Hot Coffee Documentary Throws Some Well-Deserved Light on Reality of Tort Reform

coffee.jpgA documentary that uses the infamous Stella Liebeck – McDonald’s hot coffee case of the 90s to illustrate the increasingly restricted access to justice for ordinary Americans, is garnering rave reviews. For Indiana personal injury attorneys and indeed anyone who believes that big business in the United States have succeeded in limiting public access to civil justice, it’s beyond encouraging that people are responding to the truth.

The documentary, Hot Coffee begins with the truth about what happened to Stella Liebeck. Most people who have heard about the McDonald’s case, don’t know the half of it. Liebeck suffered severe third-degree burns when coffee from a McDonald’s cup spilt on her lap at a drive-through. She claimed $800 in medical expenses from McDonald’s, but the company refused to pay. Her lawsuit finally ended with a jury awarding her close to $3 million in damages, most of which were punitive damages. For most Americans, this is where the story ends. However, the fact is that another judge reduced the damages, and Liebeck finally settled with McDonald’s out of court for a much lower sum.
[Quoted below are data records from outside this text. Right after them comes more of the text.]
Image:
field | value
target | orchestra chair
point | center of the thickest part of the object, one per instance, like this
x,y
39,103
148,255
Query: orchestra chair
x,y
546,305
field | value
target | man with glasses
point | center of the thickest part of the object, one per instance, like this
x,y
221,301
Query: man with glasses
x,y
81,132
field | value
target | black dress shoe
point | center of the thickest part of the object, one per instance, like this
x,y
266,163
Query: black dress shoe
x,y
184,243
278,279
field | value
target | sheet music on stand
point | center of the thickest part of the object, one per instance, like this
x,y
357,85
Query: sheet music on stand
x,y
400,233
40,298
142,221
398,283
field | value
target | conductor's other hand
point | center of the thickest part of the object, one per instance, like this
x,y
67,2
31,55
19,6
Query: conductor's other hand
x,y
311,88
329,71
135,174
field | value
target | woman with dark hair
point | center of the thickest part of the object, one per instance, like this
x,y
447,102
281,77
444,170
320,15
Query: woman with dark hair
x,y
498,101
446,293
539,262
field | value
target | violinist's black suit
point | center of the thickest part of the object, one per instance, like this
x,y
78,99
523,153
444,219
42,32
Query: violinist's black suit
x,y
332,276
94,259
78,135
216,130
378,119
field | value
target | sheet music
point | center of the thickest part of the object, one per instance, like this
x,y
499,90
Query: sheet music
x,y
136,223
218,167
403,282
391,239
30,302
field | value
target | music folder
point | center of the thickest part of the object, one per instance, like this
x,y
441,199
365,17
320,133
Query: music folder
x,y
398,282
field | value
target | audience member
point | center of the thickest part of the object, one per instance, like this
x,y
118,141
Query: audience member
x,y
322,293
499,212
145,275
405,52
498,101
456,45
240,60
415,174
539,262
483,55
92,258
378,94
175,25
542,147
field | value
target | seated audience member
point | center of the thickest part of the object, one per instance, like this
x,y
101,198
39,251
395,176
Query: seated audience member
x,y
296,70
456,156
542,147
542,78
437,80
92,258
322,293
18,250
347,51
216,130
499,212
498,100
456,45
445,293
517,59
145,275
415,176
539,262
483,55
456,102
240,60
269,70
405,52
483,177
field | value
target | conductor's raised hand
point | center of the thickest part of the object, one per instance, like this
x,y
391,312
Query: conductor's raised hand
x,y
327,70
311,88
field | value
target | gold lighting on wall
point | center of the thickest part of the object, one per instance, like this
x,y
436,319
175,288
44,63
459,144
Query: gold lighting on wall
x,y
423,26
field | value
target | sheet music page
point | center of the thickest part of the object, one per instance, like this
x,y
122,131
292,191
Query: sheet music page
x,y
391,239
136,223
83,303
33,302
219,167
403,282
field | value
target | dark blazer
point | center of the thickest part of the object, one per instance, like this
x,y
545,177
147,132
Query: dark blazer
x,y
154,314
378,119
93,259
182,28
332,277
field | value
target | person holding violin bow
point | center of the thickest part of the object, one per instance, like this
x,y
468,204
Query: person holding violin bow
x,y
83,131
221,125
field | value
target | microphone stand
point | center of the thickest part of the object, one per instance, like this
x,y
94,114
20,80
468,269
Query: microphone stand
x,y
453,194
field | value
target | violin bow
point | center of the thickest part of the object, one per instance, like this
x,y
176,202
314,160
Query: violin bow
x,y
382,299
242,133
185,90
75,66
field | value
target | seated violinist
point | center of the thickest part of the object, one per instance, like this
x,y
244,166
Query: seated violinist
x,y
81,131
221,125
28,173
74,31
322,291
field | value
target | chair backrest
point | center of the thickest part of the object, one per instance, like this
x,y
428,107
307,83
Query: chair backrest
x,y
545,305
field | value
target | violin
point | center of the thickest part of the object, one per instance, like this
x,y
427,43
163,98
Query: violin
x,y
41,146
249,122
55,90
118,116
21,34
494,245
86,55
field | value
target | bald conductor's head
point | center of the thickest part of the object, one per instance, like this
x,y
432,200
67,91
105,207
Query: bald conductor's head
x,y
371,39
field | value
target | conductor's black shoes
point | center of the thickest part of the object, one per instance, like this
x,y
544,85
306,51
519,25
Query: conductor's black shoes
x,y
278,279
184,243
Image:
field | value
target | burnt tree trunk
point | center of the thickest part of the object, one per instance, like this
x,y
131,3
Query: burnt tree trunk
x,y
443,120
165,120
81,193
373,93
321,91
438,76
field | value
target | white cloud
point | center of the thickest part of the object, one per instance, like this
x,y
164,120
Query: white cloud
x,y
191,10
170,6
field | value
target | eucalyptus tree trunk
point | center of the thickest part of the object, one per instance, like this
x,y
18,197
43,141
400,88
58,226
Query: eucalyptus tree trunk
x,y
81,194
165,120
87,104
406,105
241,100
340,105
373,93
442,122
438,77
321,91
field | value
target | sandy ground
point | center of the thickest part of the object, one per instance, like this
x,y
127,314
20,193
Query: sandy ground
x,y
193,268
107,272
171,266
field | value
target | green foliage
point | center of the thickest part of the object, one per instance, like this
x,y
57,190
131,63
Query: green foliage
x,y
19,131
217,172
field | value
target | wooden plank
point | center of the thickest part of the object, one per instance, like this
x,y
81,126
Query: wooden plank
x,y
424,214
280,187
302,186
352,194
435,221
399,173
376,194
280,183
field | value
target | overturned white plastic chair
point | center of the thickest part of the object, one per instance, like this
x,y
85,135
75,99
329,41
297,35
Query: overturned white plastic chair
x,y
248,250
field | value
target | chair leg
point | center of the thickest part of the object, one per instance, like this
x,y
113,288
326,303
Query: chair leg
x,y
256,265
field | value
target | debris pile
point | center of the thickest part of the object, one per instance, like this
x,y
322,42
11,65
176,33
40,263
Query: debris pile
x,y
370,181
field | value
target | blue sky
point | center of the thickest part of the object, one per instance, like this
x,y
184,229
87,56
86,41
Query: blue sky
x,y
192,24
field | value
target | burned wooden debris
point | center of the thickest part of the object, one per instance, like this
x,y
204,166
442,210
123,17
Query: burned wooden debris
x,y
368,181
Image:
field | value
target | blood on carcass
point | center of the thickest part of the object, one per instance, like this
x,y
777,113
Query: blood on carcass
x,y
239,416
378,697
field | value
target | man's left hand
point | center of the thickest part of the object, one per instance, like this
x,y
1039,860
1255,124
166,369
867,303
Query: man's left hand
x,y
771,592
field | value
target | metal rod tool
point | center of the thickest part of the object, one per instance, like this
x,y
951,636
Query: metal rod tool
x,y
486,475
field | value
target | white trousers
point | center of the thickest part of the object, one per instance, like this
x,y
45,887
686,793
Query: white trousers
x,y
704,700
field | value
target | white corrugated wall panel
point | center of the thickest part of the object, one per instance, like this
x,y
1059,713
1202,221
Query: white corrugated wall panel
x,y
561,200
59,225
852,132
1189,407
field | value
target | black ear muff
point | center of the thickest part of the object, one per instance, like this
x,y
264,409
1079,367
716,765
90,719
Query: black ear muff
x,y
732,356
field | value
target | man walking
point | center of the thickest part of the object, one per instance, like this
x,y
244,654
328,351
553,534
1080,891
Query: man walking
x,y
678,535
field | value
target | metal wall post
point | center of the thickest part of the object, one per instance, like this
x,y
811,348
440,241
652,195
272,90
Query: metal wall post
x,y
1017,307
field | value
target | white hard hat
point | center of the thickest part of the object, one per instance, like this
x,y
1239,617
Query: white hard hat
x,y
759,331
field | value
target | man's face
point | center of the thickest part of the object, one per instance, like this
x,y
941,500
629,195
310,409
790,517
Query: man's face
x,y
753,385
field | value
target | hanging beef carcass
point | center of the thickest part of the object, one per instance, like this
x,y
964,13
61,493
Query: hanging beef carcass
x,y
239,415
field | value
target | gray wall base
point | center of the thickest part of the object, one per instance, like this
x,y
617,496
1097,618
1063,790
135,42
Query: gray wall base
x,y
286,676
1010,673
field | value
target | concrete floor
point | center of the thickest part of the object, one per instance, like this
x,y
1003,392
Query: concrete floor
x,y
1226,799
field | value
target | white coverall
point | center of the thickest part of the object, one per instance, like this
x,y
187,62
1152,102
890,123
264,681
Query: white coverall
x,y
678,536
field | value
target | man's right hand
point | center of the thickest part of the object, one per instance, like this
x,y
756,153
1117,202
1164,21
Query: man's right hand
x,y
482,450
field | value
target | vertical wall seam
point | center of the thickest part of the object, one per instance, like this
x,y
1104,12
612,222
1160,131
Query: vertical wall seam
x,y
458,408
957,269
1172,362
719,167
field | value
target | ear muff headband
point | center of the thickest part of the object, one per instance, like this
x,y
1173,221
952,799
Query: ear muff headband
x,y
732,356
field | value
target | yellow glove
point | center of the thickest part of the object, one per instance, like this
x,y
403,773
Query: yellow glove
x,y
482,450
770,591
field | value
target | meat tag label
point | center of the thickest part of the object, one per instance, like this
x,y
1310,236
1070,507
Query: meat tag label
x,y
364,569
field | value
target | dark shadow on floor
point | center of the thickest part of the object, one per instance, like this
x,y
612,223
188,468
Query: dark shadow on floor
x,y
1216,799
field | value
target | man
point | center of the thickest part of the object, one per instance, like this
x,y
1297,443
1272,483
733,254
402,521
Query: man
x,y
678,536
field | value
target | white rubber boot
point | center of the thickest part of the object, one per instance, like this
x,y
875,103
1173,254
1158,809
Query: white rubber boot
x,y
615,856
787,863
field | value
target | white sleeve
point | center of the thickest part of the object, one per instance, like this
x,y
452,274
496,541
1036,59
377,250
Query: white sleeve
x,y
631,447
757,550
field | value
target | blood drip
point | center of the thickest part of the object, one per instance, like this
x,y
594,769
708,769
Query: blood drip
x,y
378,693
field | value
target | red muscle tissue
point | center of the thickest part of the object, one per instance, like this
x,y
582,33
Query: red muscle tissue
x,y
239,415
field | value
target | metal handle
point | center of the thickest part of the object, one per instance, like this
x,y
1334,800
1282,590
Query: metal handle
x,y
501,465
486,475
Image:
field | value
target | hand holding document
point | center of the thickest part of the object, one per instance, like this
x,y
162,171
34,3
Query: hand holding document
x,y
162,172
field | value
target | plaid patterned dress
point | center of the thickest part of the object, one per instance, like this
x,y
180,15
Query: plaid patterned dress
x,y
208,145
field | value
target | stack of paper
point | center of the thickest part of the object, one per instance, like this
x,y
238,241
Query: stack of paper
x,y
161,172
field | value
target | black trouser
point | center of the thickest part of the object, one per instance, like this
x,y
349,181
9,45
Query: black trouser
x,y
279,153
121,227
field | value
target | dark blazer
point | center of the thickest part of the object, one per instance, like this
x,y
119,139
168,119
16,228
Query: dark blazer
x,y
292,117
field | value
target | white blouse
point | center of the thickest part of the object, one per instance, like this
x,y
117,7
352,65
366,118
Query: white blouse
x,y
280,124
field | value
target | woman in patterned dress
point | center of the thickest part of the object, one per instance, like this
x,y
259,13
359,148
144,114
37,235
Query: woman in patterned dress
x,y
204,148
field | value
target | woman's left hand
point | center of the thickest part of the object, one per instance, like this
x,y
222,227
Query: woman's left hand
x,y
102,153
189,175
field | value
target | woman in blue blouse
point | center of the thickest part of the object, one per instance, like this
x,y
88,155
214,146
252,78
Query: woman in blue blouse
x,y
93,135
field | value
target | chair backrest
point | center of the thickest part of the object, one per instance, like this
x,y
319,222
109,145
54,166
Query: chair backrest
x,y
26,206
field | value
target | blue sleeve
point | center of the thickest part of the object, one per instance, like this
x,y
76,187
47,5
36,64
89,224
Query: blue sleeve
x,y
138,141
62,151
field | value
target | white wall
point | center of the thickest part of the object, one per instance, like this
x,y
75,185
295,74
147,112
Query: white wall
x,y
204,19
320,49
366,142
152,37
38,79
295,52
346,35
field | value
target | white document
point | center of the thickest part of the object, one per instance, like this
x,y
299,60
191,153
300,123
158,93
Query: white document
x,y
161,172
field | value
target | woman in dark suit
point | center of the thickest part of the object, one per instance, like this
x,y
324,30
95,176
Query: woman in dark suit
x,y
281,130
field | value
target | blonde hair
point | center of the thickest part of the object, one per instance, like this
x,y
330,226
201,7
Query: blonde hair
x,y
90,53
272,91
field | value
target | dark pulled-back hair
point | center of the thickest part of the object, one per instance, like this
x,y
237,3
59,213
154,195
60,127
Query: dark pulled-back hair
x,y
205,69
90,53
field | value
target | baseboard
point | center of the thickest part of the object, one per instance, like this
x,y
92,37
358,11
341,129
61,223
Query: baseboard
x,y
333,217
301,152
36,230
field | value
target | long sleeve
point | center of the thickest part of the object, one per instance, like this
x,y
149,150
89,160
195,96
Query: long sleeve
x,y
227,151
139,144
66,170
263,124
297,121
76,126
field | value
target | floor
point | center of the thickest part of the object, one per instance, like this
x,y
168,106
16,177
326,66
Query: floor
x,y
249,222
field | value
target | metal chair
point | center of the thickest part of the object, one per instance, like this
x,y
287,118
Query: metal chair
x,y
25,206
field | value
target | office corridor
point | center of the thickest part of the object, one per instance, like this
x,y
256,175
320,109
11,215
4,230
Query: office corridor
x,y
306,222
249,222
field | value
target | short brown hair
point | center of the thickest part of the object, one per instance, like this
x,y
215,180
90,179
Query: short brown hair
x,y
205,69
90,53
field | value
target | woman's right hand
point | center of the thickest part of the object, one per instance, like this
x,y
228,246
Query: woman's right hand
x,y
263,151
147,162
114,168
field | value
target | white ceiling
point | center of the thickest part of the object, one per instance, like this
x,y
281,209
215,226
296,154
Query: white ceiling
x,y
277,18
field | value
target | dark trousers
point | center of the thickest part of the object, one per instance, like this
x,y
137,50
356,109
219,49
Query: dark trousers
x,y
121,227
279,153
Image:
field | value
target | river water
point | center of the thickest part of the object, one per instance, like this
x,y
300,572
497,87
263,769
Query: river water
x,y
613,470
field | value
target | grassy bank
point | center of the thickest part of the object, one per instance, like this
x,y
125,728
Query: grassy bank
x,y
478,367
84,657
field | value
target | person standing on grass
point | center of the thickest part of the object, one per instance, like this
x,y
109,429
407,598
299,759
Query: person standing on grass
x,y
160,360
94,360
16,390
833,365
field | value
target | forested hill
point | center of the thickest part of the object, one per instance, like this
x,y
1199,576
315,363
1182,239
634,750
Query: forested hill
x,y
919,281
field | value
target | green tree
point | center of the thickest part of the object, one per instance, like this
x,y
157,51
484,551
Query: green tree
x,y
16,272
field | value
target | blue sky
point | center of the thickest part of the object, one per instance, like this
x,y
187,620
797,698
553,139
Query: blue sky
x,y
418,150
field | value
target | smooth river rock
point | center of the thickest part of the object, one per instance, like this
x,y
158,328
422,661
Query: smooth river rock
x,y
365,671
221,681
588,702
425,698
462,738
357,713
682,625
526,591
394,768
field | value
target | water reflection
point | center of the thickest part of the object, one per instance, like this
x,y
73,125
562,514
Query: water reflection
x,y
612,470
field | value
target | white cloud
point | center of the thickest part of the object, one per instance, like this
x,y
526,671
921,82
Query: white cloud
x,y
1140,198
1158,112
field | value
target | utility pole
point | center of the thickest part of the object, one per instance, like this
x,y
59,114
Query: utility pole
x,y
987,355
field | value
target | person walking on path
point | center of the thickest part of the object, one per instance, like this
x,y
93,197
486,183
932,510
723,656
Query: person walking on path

For years since that settlement, Liebeck has been used by big business as a symbol of all that is gone wrong with the U.S. justice system. Hot Coffee attempts to clear those misconceptions. The documentary follows four ordinary Americans, to illustrate how difficult it is for the regular Joe to get a day in court. From the parents of a child was severely brain-damaged by medical malpractice, to a woman who was raped while on duty in Iraq and found that her lawsuit was thwarted by her employers, Hot Coffee shows how big business, aided by the media, has done a great job of drumming up support for tort reform.

As any Indiana personal injury lawyer would tell you, if you support tort reform and restricted access to justice for ordinary Americans, just pray that you are never injured.